La religión en la prensa
En casi ningún periódico se habla de la fe religiosa. Hay que buscar mucho para encontrar alguna alusión y mucho más para dar con una noticia seria. En cambio, se publica mucho material sobre la dimensión sociológica de la religión: el sacerdocio socialmente responsable, curas lujuriosos, luchas de poder dentro de las diversas tendencias, actividades humanitarias, campañas recaudadoras de fondos, crímenes ideológicos, la fuerza política de la derecha o la izquierda religiosa, etc.
No hace mucho se publicó un artículo comentando los resultados de una encuesta Roper de 1993 que revelaba que casi la cuarta parte de los estadounidenses dudaba de la realidad del genocidio nazi. Resulta que esta cantidad se debía a una pregunta que se había formulado muy confusamente con una doble negación. Reconstruida, la pregunta arrojaba un saldo menos alarmante, que sólo el 1% de los estadounidenses pensaba que era «posible que el genocidio no hubiera existido».
Otro ejemplo de la forma superficial con que los periódicos abordan la religión lo tenemos en un artículo publicado en el Philadelphia Inquirer sobre los problemas que tenían diversas mezquitas estadounidenses para determinar hacia dónde quedaba La Meca. Se hablaba de la orientación del orante, de edificios costosos y de elementos doctrinales. ¿Hay que ponerse de cara a La Meca en sentido estrictamente rectilíneo, atravesando el planeta, o de cara al sentido nororiental del arco terrestre más corto (y que es el que seguiría un avión que volase hasta allí)?
Una serie de comentaristas, entre ellos Stephen Cárter —de cuyo libro The Culture of Disbelief se dijo que el presidente Clinton lo había paseado durante semanas—, se ha quejado hace poco de este trato superficial que recibe la religión. Dicen que un tema tan importante como es la religión para muchas personas debería recibir más y más profunda atención en la prensa y otros medios. Una réplica que surge por sí misma es que los siglos de hostilidad entre las comunidades religiosas han acabado por engendrar en casi todos nosotros una comprensible desconfianza hacia los debates públicos sobre lo que creemos o dejamos de creer; hemos optado al final por un silencio a veces inquietante.
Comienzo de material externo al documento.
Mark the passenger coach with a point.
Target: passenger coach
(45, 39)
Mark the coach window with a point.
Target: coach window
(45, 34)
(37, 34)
Si cambiaran las cosas y en los periódicos y otros medios se hablara ampliamente y en profundidad de asuntos religiosos, los ciudadanos tendrían que permitir que se expresaran libremente doctrinas religiosas opuestas a las suyas, incluso doctrinas antirreligiosas. Pero ¿cuándo fue la última vez, aunque fuera de pasada, que se aludió a la falta de pruebas empíricas de la existencia de Dios (y no hablemos de los dogmas concretos de tal o cual religión) en la televisión o la prensa, que palabras como superstición y supuesto calificaron acontecimientos histórico-religiosos, o que el adjetivo blasfemo se aplicó a afirmaciones religiosas contrarias? Incluso las incorrecciones aparentemente menores de los artículos sobre religión pueden organizar un gran revuelo. La cubierta de un número de la revista Time de hace unos años preguntaba «¿Quién fue Jesús?», y no, como algunos lectores enfadados sostuvieron que habría tenido que hacerse, «¿Quién es Jesús?».
En mi opinión sería interesante proseguir este tácito embargo de las expresiones públicas de las convicciones religiosas. No me gustaría ver gente que barbota incongruencias sobre su fe en debates y entrevistas de la televisión. Incluso a un devoto agnóstico como yo le ofendería ver la trivialización simplista que sin duda se produciría si se multiplicaran los debates religiosos y los programas con «testigos directos». Hay una frontera muy tenue entre las expresiones públicas de la fe y las manifestaciones agresivas de la misma, y la tolerancia es inversamente proporcional a las últimas. Siguiendo mi propio consejo, desisto de seguir hablando.